In his recent post, David Lose essentially makes the following argument: "I don't read the Bible literally because it is not inerrant." He fleshes this out a little in his opening paragraph:
I was a little shocked to discover that three in ten Americans read the Bible literally. That is, about a third of the American populace takes everything the Bible says at face value, reading as they would a history or science textbook.
There are two problems here as I see it: First, his definition of literal needs nuancing. Second, he makes a necessary connection between his definition of literal and inerrant.

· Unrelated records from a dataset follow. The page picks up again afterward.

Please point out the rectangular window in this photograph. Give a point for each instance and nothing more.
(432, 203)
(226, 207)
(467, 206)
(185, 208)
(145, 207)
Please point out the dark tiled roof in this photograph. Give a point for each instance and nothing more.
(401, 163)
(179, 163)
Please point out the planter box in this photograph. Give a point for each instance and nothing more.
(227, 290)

The definition of literal has been a hot topic with Bible readers for quite some time. Evangelicals have been discussing for decades what it means to read the Bible literally. If you took most people who read the Bible literally and examined exactly how they do it, you'd find it's not quite as flat as Lose claims. Most people can intuitively account for different genres like poetry or linguistic tools like figures of speech. When I teach on this subject I certainly drive home the point that the Bible contains different types of writing; some is history, some is story, some is theological teaching. Lose doesn't appear to account for any of these things in his definition of literal.

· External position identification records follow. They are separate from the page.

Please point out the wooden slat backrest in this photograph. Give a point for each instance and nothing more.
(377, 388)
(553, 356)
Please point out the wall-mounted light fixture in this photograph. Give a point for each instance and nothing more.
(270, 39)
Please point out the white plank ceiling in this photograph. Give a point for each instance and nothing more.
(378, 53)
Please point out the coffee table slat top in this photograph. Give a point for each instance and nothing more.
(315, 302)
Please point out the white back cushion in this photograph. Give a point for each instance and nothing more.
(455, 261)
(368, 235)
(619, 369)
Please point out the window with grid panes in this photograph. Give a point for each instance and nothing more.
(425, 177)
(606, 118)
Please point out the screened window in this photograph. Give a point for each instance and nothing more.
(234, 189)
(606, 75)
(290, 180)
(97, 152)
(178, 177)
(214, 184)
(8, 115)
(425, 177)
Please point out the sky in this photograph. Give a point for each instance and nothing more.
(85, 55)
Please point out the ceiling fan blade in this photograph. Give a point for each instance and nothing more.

His necessary connection between a literal reading and inerrancy is also troubling, primarily because of his poor working definition of literal. Inerrancy is the belief that the Bible in the original documents contains no error in any of its affirmations. This doctrine is a corollary of inspiration, which teaches that the Bible originates in God and finds its expression through God's influence over the human authors. The basic point is that if God is the source of the Bible, then God will always speak truthfully and correctly. My point is that it is possible to affirm this doctrine and read the Bible literally in a way that accommodates the nature of language, figures of speech, etc. There is no direct connection between holding to inerrancy and a rigid literalism, like Lose suggests.